One fine day, if you are told, that the land on which you live and earn your livelihood from, is sold, don’t be surprised. Don’t even bother asking, who sold it, to whom has it been sold and for what purpose? The answer you will get is, your land is taken away by the government, for “public interest” i.e. ostensibly your interest, for a so called “reputed company” and the rest is a “closely guarded secret”.
After enumerable land acquisitions by the state, under the veil of “public interest”, the Tata- Singur issue is just another feather in the hat. The small and fertile town of Singur gained popularity overnight, on being chosen as the land from where the “people’s car – Tata Nano” will roll out. Instead of the people and their achievements, people’s protest against state action, bagged popularity to the town. The multiple crop land that fed not only thousands of farmers and landless labourers from the vicinity, but also an equal number of non farming communities who eke their livelihood from the ancillary occupations such as the cycle-cart drivers, the vendor and suppliers and the carpenter and the blacksmith, will now be used to manufacture cars.

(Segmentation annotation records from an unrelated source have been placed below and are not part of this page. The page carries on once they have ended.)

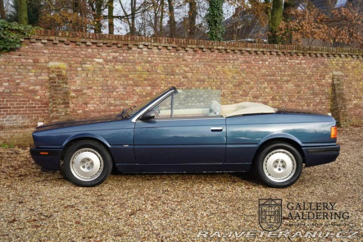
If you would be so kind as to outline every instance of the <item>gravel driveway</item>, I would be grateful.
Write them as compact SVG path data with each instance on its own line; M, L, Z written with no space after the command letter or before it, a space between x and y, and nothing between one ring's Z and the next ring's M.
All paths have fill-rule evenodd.
M77 187L59 172L41 171L28 148L1 148L0 241L209 241L196 238L198 231L263 231L259 199L270 197L282 199L279 230L360 231L356 238L322 241L361 240L362 137L363 128L340 129L337 161L304 169L283 189L267 188L252 175L226 173L112 175L98 187ZM296 210L288 203L304 202L336 203L333 212L349 217L289 219ZM291 239L309 239L319 241Z

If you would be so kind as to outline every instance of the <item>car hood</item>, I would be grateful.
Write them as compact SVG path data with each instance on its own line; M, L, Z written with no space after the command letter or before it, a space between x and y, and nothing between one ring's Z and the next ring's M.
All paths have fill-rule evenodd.
M116 114L107 114L102 116L90 117L82 119L68 119L60 122L51 123L48 124L38 126L35 128L36 131L40 131L51 129L70 127L80 125L90 125L98 123L109 122L122 119L122 117Z
M306 109L299 109L295 108L277 108L277 113L294 113L299 114L315 114L315 115L324 115L324 114L316 112L315 111L311 111Z

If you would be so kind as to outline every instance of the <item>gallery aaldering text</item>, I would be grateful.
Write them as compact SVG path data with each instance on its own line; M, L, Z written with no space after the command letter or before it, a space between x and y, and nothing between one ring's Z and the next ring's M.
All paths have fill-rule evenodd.
M287 203L289 219L348 219L348 212L337 211L336 203Z

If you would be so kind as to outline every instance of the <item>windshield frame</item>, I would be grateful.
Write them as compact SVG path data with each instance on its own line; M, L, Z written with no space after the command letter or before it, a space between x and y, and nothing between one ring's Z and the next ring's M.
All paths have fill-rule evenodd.
M141 116L144 112L147 111L147 110L152 106L154 105L155 103L159 102L160 100L163 99L166 96L168 96L172 93L173 93L176 91L176 88L173 86L170 88L168 88L161 94L158 94L154 95L153 97L147 99L146 101L144 101L137 105L136 107L133 108L132 111L131 112L128 112L127 117L128 118L133 117L132 122L135 123L140 116Z

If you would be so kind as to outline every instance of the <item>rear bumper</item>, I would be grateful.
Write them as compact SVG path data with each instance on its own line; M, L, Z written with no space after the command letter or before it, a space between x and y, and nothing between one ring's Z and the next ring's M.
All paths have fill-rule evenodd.
M321 165L335 161L340 151L340 146L322 146L303 148L306 167Z
M42 170L57 170L60 169L60 152L62 150L38 149L34 145L30 147L30 155L35 163L40 166ZM41 154L41 152L44 152Z

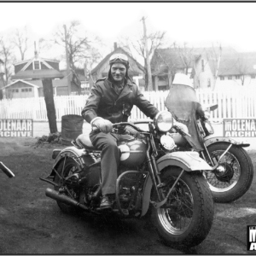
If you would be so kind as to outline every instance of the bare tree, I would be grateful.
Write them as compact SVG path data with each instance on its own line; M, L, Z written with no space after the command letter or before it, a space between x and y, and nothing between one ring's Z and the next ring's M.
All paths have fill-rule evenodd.
M158 48L161 47L165 43L166 32L155 32L148 35L148 56L149 61L152 59L154 51ZM135 60L136 55L139 55L143 58L144 67L142 69L139 66L138 67L145 73L145 90L148 90L148 67L147 67L147 56L145 50L145 40L143 35L139 37L135 37L135 39L131 38L123 38L119 39L119 44L126 50Z
M23 30L15 30L15 35L12 38L12 43L16 48L18 48L21 61L24 61L25 59L25 54L27 51L28 41L29 38L27 35L26 26L25 26Z
M4 84L7 85L10 80L13 73L13 63L16 61L15 53L13 51L13 44L7 39L2 38L0 39L0 56L3 61L4 69Z
M53 41L55 44L61 45L63 50L65 49L66 41L63 27L59 27L54 33ZM89 67L91 67L101 58L97 49L92 46L95 44L101 44L101 40L97 37L89 38L78 20L71 21L70 25L67 26L67 43L70 67L73 71L76 67L84 67L86 58Z

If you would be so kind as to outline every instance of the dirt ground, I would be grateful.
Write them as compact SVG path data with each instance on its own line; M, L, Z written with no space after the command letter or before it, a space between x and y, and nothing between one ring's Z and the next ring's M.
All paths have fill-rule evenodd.
M49 173L54 148L36 148L35 138L1 138L0 161L15 174L0 173L0 253L252 253L247 251L247 225L256 224L256 175L250 189L230 204L216 204L206 240L188 252L160 241L146 222L113 222L86 213L64 214L45 195L52 188L41 180ZM256 151L248 150L256 170Z

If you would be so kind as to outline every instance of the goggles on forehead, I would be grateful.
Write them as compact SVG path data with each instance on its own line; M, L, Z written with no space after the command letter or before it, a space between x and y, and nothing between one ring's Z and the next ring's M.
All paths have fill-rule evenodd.
M115 54L113 55L110 59L109 62L113 62L117 60L120 60L121 61L127 61L128 62L128 57L123 54Z

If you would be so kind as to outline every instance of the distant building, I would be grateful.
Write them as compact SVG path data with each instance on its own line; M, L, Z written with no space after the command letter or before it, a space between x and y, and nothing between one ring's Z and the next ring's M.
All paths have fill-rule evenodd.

Subsequent to the state government’s acquisition of land within the purview of the Land Acquisition Act, 1894, the company got its hands on the land. The archaic law permits the state to acquire land for private companies, for the purpose of “public improvement”. Two contentious words used here, “public” and “improvement”. Who is public? What does improvement mean? According to populist opinion, “public” means the industrial or business class elite and “improvement” simply signifies infrastructure and industries. If you don’t fall under both these categories, you are outside the scope! Expectedly, the arrangement met with protests from a wide spectrum of people. Beginning with the opposition party leader Mamta Banerjee and various activists and NGO’s at the forefront, the most affected displaced farmers followed.
The duo, in defence, highlighted the employment and growth benefits of the project. What benefit will the displaced farmers and those engaged in ancillary occupation get? They are not the ones who are going to be driving the supposedly “people car”; neither are they going to be employed. The capital intensive production line requires only unskilled labour. So, even if employed, the skilled farmers of Singur will now be placed at the lowest rung of unskilled labourers. Yet, they will be the one who will share any industrial risk that arise. The state neither has an answer for the forceful eviction nor for giving land to the company at a subsidised rate. It is a mere reflection of the disastrous mode of “development” that we are embracing today. Development of one at the cost of the other!

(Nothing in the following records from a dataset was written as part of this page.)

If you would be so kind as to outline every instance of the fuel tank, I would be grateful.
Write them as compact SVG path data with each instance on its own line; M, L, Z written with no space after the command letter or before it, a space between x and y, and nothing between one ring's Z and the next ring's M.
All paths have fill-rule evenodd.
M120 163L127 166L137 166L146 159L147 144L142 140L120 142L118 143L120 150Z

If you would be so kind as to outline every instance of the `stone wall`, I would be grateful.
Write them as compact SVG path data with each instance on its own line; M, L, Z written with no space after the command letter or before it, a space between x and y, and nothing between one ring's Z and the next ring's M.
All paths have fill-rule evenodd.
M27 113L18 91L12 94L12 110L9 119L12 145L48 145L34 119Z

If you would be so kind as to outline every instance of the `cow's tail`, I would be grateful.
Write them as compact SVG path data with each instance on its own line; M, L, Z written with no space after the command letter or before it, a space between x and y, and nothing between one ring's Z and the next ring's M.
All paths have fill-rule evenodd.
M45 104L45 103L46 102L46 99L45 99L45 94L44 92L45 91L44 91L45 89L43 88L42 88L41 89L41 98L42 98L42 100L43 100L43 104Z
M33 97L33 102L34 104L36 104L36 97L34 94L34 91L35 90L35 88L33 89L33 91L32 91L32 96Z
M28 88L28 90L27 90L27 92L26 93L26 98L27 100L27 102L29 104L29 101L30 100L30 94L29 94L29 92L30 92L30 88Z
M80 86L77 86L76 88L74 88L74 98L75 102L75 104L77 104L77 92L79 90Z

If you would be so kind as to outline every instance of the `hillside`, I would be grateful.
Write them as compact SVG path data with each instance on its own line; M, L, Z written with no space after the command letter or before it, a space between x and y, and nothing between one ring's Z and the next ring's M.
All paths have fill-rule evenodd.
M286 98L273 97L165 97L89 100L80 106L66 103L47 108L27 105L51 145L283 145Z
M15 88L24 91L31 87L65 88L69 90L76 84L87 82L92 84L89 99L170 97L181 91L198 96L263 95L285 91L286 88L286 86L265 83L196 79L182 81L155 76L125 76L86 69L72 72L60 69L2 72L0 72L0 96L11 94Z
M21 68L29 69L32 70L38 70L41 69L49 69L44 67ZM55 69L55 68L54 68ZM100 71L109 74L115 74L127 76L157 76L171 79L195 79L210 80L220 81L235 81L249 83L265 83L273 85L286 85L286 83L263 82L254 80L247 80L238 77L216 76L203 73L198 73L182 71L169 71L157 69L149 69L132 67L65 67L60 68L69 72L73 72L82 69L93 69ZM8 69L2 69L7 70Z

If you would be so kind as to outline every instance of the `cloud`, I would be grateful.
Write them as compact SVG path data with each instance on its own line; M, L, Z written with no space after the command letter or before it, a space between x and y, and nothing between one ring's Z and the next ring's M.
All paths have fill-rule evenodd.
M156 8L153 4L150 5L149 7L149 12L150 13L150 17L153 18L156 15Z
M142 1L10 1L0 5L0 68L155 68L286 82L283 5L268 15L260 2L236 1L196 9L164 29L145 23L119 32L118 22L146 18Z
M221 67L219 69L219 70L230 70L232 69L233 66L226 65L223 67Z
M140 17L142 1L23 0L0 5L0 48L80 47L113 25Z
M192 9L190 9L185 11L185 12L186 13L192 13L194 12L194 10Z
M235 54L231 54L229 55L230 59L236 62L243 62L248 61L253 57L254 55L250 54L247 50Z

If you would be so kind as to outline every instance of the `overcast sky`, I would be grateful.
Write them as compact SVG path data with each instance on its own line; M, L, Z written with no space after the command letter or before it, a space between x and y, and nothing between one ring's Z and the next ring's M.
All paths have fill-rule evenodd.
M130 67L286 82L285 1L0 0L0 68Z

Why do states adopt “industrialisation” as the only formulae for growth? Is it the only answer to over population, unemployment and poverty in states? Out front, it seems to be the easiest option, to create alternate employment for the agricultural labourers, reduce dependence on land, increase employment opportunities and bring the state out of the economic pit. Peeping in a little deeper, the inseparable link between the state policies and the cause of such unfavourable conditions is evident. It is manifest that the state wears a cloak of “public welfare” and underneath lies political gimmickry, vested interests and monetary gains. The cloak cannot, for long, hide the rampant land acquisition, state sponsored militia and the new form of “development”. This is a vicious circle in which we are trapped today. There is something really wrongly, somewhere.

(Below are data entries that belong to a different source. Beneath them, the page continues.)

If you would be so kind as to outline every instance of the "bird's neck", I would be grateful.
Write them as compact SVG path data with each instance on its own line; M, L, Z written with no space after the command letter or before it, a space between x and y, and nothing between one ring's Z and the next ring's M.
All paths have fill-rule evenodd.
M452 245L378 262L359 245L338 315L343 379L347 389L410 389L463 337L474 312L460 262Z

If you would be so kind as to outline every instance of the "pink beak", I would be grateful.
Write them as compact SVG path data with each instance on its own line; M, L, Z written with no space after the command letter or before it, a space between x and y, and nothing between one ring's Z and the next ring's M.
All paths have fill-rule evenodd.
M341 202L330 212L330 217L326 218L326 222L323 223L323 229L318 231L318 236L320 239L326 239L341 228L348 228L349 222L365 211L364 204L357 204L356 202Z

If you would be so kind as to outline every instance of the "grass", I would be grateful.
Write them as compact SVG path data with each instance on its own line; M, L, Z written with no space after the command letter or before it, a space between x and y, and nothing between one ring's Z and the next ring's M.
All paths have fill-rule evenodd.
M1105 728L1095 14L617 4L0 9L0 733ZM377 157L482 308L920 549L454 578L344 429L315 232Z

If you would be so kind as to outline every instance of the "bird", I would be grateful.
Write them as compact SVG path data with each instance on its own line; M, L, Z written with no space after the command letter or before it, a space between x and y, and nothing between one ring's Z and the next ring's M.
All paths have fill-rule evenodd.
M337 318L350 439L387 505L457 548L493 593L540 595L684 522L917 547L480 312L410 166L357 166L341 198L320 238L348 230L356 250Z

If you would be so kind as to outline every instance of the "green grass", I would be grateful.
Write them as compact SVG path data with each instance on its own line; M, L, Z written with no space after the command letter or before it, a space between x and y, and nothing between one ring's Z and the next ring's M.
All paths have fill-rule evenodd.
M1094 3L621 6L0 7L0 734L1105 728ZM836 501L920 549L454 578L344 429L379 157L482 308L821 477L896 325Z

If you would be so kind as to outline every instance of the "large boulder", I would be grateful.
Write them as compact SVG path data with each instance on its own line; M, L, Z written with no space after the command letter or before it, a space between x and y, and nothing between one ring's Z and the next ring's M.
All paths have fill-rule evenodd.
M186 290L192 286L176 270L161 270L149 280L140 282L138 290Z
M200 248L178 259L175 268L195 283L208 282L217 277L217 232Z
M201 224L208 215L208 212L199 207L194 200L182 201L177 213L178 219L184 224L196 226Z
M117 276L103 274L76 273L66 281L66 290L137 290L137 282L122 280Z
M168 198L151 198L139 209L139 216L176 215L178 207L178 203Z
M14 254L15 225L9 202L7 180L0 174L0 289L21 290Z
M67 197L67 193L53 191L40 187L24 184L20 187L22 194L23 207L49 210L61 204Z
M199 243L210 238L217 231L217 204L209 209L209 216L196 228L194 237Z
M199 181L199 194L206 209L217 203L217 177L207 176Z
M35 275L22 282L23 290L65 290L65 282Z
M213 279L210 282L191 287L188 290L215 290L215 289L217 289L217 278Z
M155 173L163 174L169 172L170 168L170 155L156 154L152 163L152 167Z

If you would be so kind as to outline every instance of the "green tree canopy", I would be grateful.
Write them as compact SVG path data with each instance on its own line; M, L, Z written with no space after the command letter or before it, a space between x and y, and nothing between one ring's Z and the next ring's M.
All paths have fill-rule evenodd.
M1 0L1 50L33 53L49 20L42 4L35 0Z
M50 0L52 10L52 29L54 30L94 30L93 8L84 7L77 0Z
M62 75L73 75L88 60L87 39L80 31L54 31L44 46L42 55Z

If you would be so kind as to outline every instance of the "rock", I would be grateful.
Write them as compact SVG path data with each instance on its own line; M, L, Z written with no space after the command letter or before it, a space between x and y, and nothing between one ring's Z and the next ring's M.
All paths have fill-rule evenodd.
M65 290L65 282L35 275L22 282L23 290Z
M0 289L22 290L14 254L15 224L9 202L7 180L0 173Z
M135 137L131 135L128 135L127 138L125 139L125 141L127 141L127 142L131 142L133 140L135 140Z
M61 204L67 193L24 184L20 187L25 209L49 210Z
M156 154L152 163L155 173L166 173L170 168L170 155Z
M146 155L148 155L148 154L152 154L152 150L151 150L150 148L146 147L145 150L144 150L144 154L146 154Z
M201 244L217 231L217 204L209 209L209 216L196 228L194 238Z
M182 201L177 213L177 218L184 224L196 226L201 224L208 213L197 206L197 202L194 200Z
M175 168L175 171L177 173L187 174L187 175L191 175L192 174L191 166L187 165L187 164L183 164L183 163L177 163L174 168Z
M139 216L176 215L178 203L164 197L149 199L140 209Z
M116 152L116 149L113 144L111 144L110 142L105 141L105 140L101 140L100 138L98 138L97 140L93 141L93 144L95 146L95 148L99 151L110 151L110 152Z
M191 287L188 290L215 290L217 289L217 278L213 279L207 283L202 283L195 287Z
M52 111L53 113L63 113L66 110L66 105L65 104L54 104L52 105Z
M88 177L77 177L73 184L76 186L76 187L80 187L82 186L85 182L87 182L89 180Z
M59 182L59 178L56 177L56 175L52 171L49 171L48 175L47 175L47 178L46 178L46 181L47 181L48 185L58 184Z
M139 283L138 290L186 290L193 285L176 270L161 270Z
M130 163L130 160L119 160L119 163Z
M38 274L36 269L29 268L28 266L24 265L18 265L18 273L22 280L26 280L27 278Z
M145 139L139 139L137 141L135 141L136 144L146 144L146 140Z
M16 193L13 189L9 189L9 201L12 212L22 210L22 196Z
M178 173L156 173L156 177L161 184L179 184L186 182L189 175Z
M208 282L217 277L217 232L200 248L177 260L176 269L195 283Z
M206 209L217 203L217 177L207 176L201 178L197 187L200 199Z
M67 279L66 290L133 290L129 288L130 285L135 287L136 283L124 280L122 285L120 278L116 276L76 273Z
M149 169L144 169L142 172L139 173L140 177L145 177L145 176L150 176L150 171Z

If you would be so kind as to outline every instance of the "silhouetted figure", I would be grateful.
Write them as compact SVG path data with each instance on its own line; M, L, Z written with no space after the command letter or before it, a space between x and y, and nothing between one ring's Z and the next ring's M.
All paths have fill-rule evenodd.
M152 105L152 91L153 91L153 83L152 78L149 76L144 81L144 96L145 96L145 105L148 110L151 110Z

In this bargain, the opposition leader Mamta Bannerjee took the cake. The self proclaimed champion of industries for people, won the elections, by leading the uprising of the hapless farmers, against the same industries whose champion she claims to be and thereafter passed the Singur Land rehabilitation and Development Act, 2011, to do good to her multi faceted manifesto. The Act in effect annuls the Contract of the former government and requires land to be returned to the farmers. The Tata’s challenged the validity of the bill by calling it a “colourable legislation”. There is a doctrine of colourable legislation recognised under the constitution. It means indirectly doing something which cannot be done directly. Wavering from the strict legal connotation of the doctrine, it is evident how Mamta Banerjee guised her real intentions and how her political gimmickry succeeded. Her intentions, indeed, were “colourable”. Similarly construed, would not the contract of the preceding government, under the veil of “public improvement”, violating all possible fundamental rights of the forcefully evicted farmers, also be regarded as a “colourable”? Condoning the gimmickry, the statute only annuls the contract which from the very beginning was fraught with abuses of all possible kinds.
This leads us to another imperative question; can a statute retrospectively annul a government contract? For, if each successive government would pass a law to annul actions of its predecessor, it would lead to havoc in the country. Yes it would. But in this jugglery of political and economic interests, the people cannot be made guinea pigs. At some point there will have to be, political, legislative and moral accountability and maturity. Until then, the chain of revenge will continue and we will enough material to fill out dailies.